The latter two modules will be performed with simple Python scripts executed on the [Polaris](https://argonne-lcf.github.io/ThetaGPU-Docs/) and [AI Testbed](https://www.alcf.anl.gov/alcf-ai-testbed) platforms at ALCF.
# Before You Arrive
Do the following before you come to the tutorial:
* You need a Google Account to use Colaboratory
* Goto [Google's Colaboratory Platform](https://colab.research.google.com)
* You should see this page
![start_page](README_imgs/colab_start_page.png)
* Click on the `New Python Notebook`
* Now you will see a new notebook where you can type in python code.
![clean_page](README_imgs/collab_start_page1.png)
* After you enter code, type `+` to execute the code cell.
* A full introduction to the notebook environment is out of scope for this tutorial, but many can be found with a [simple Google search](https://www.google.com/search?q=jupyter+notebook+tutorial)
* We will be using notebooks from this repository during the tutorial, so you should be familiar with how to import them into Colaboratory
* Now you can open the `File` menu at the top left and select `Open Notebook` which will open a dialogue box.
* Select the `GitHub` tab in the dialogue box.
* From here you can enter the url for the github repo: `https://github.com/argonne-lcf/ATPESC_MachineLearning` and hit ``.
![open_github](README_imgs/colab_open_github.png)
* This will show you a list of the Notebooks available in the repo.
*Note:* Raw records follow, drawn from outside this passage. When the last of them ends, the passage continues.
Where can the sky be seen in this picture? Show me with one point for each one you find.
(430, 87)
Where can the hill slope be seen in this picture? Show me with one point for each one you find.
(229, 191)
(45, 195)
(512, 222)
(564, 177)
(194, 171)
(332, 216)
* Select the `introduction.ipynb` file to open and work through it.
* As each session of the tutorial begins, you will simply select the corresponding notebook from this list and it will create a copy for you in your Colaboratory account (all `*.ipynb` files in the Colaboratory account will be stored in your Google Drive).
* To use a GPU, in the notbook the select `Runtime` -> `Change Runtime Type` and you have a dropbox list of hardward settings to choose from where the notebook can run.